Hi George,
Thanks for the fast response. I totally agree with your point of the disadvantages of using plugins. My question was exactly how to avoid using plugins. Maybe I had some misunderstanding, does the "plugin" you talked about not only include dynamic libraries, but also include registering checkers in programs that uses clang as a library?
For the 2 solutions you propsed, they are good suggestions, but unfortunately they won't work in our specific situation. The checker I am adding is very company specific, and involves specific class in company's code base; I believe it is impossible to make it public, because it will reveal company's internal codebase; also it is useless to public because the situation it tries to analyze is very ad-hoc, company specific, thus won't apply to other people's code at all.
As for rebasing against upstream, that's not feasible as well because this involves maintenance cost. I am at a large company where I don't have control or any influence on the process it sync third-party libraries with upstream, neither does the clang-tidy team of our company. That's why they suggest me doing it upstream.

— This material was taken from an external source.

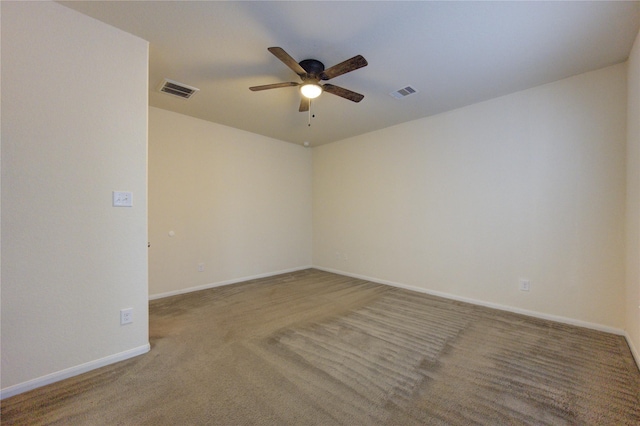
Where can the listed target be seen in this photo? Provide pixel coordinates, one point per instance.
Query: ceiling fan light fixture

The 3 approaches in my original question was in fact about modifying upstream to expose the checker registration process, so that not only us, but other people could also benefit from it. If there is such an API, then in a program that uses clang as a library, they can call the exposed API to register their own checker, before using AnalysisConsumer to do a static analysis.
Neither of the 3 approaches I proposed uses plugin architecture. It is just caller program who instantiates checker (or some form of checker factory), then hands it over to Clang, therefore there is no need to worry about how Clang can find the libraries.
I am more then happy if there are other ideas and I can contribute my manpower to coming up with some patches.